Let’s face it, “authenticity,” is the new empowerment. Websites, HR departments, blogs, and convertible driving consultants are all talking about authenticity and sometimes I just want to gag when I hear the word (even though I am a convertible driving consultant, but I am really a biker at heart so it does not count).
Most people talk about authenticity with a shallowness that defines irony.
Lawyers use weasel words.
Marketers use spin.
Managers lean on bullet points.
Senior managers pontificate pointing to a dusty framed vision on the wall.
HR pros end every sentence with either "no" or "fair and consistent manner."
Teachers give passing grades to students who memorize letters and spaces but who have not learned a thing except how to memorize letters and spaces.
We are all so well trained at saying one thing while meaning quite another or saying nothing at all and speaking volumes.
What a victory it would be if we were all really real for just one hour a day.

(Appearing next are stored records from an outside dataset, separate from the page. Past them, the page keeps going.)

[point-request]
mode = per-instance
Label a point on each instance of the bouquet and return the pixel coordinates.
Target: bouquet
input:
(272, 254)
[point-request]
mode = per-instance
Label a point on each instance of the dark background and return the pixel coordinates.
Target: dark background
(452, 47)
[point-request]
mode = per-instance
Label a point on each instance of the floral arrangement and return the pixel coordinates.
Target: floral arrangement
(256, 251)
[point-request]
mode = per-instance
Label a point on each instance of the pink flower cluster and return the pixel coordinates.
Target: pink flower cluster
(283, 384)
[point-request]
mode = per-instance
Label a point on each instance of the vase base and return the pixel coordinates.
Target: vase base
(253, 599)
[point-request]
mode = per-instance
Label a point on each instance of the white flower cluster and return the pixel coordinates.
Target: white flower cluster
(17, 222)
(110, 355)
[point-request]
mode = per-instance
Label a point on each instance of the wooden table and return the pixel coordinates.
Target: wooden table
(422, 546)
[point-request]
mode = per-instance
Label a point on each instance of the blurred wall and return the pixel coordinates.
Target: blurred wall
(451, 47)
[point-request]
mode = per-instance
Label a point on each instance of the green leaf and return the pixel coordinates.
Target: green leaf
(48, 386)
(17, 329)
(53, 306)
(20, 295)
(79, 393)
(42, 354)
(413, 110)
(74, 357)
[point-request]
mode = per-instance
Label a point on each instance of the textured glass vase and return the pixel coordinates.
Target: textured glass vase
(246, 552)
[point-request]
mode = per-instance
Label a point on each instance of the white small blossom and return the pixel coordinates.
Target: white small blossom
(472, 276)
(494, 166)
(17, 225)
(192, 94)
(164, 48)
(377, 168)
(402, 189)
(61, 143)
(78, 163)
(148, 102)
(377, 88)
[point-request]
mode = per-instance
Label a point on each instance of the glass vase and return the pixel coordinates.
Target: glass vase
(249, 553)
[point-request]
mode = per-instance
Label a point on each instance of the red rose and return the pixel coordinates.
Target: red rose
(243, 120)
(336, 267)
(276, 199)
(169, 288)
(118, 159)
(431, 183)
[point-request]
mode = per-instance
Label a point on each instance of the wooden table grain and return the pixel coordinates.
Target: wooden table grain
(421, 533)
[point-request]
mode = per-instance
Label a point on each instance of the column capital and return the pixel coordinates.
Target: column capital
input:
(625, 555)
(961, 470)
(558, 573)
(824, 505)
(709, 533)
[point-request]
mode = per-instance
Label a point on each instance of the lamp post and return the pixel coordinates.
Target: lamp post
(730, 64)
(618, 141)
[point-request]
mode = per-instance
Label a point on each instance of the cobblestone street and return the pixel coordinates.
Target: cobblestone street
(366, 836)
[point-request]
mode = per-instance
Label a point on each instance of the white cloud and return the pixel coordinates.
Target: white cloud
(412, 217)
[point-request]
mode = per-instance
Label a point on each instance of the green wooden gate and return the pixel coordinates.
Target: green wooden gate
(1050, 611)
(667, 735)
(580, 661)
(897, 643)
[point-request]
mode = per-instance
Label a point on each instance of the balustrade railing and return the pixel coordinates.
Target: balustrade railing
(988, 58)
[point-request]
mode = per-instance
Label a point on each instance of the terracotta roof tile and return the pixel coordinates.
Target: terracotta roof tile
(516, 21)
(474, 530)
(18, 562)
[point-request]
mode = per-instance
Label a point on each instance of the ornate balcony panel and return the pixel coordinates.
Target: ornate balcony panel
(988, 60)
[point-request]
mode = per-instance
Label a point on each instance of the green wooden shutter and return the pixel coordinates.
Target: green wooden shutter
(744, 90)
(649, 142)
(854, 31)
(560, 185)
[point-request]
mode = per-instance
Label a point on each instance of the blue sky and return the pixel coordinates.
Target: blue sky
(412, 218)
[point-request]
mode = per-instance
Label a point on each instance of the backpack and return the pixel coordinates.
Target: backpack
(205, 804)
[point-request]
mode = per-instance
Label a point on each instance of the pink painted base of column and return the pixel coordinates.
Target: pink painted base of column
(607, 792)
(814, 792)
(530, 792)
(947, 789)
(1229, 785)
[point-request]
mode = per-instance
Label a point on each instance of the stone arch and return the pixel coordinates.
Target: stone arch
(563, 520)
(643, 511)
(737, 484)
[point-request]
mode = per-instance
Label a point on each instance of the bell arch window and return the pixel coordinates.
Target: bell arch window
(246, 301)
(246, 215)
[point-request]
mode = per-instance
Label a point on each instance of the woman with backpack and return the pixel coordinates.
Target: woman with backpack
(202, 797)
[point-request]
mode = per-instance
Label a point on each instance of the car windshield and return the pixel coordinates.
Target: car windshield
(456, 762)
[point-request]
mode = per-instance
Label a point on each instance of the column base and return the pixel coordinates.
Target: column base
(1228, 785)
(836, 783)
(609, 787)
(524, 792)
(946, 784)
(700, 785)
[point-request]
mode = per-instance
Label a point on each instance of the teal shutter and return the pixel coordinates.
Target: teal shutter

I cherish the few moments and relationships I have where authenticity reigns. I would do anything for these colleagues, friends, and clients. Anything. And I am not holding myself up as a model, I speak on the surface way too much too.

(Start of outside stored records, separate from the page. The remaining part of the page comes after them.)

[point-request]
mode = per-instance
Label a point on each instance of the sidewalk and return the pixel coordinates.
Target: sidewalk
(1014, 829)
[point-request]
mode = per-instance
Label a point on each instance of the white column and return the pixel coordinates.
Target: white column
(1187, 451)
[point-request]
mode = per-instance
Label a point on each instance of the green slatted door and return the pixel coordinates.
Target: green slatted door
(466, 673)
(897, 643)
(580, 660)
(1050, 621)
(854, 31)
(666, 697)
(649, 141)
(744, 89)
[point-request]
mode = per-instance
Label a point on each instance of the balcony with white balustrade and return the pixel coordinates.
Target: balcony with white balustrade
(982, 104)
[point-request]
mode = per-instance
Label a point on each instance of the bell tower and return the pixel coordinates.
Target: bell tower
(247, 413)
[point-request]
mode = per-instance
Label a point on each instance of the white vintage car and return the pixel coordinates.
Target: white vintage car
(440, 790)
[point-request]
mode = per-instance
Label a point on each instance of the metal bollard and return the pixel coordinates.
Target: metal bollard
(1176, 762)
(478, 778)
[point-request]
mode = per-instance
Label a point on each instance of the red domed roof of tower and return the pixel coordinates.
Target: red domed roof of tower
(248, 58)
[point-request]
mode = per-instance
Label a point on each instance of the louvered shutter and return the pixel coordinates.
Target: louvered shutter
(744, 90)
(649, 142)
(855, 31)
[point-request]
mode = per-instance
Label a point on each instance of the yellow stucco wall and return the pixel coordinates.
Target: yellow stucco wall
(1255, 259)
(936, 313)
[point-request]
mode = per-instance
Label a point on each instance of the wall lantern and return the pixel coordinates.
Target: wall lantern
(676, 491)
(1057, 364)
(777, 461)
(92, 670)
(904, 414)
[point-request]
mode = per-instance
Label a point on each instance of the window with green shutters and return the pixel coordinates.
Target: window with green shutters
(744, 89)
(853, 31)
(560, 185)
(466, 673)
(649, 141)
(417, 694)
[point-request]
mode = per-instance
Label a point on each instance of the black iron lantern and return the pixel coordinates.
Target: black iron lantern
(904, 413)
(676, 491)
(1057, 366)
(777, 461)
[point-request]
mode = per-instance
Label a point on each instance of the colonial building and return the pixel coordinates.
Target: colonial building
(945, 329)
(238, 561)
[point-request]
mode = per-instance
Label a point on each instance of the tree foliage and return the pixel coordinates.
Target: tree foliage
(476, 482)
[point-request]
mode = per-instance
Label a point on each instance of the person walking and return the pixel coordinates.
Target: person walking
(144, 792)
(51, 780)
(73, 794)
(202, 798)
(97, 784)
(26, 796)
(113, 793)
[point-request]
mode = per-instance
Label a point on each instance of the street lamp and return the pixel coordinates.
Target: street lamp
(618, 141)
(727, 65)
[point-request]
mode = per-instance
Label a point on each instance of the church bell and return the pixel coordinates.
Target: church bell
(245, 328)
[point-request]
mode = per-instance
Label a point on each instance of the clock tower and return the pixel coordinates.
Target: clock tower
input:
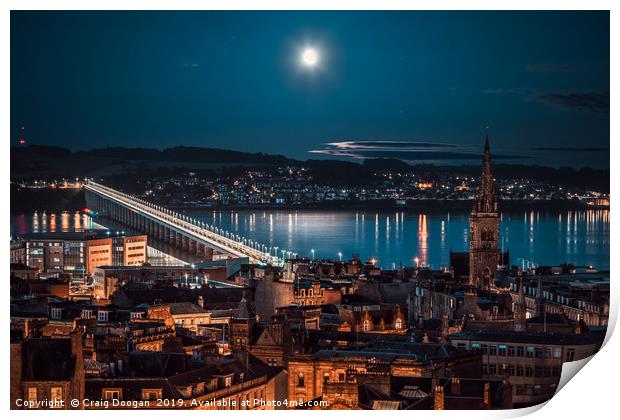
(484, 253)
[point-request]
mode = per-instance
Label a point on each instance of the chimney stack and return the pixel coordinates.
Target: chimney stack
(438, 400)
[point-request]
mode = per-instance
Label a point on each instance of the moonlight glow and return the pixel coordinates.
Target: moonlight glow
(310, 57)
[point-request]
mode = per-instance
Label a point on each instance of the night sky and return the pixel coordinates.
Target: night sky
(423, 86)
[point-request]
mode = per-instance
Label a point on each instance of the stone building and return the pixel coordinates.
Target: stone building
(530, 362)
(47, 369)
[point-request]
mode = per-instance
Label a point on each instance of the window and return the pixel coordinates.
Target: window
(56, 393)
(111, 394)
(151, 394)
(511, 370)
(366, 326)
(56, 313)
(519, 370)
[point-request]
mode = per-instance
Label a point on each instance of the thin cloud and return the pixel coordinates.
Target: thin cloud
(548, 68)
(585, 101)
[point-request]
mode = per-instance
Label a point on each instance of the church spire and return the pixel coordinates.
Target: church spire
(486, 201)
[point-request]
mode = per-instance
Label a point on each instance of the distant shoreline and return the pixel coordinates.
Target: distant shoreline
(74, 200)
(428, 206)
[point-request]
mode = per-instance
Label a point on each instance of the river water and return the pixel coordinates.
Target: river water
(543, 237)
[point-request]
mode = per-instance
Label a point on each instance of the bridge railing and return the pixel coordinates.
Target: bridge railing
(220, 236)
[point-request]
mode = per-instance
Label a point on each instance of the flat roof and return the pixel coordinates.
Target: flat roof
(528, 337)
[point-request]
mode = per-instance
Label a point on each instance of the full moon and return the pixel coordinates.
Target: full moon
(310, 57)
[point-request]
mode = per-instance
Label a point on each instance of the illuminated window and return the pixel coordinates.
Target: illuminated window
(111, 394)
(56, 393)
(151, 394)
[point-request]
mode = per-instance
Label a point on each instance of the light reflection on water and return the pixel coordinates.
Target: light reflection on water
(545, 237)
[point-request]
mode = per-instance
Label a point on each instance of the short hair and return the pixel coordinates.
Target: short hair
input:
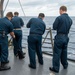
(16, 13)
(41, 15)
(63, 8)
(9, 14)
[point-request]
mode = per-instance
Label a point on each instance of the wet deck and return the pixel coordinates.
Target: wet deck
(20, 67)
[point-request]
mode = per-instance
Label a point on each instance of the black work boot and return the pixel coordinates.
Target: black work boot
(3, 67)
(20, 54)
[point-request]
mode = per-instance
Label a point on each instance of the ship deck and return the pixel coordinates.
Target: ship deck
(20, 67)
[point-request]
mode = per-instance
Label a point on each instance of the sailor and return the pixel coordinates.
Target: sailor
(17, 42)
(6, 27)
(62, 25)
(37, 29)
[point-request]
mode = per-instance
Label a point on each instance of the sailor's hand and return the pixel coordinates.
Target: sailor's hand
(14, 36)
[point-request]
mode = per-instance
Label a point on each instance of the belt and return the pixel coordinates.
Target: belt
(17, 29)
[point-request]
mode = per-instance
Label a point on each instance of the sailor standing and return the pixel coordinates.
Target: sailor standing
(62, 25)
(17, 42)
(6, 27)
(37, 29)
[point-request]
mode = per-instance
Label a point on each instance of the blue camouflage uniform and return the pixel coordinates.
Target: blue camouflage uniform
(37, 29)
(17, 42)
(62, 25)
(5, 28)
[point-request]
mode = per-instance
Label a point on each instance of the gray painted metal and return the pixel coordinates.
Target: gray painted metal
(20, 67)
(1, 8)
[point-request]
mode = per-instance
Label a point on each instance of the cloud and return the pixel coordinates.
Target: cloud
(33, 7)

Am I being a bit of a downer? You could take it that way or you see it as an opportunity.
Your employees, coworkers, managers, friends, family, and even your adversaries are aching for realness.
For many, getting real takes courage. It's true, don't you think? Doesn’t it seem a bit odd that being real – being authentic – requires courage? Why is this? What have we done to ourselves and others that makes being real an action that requires courage?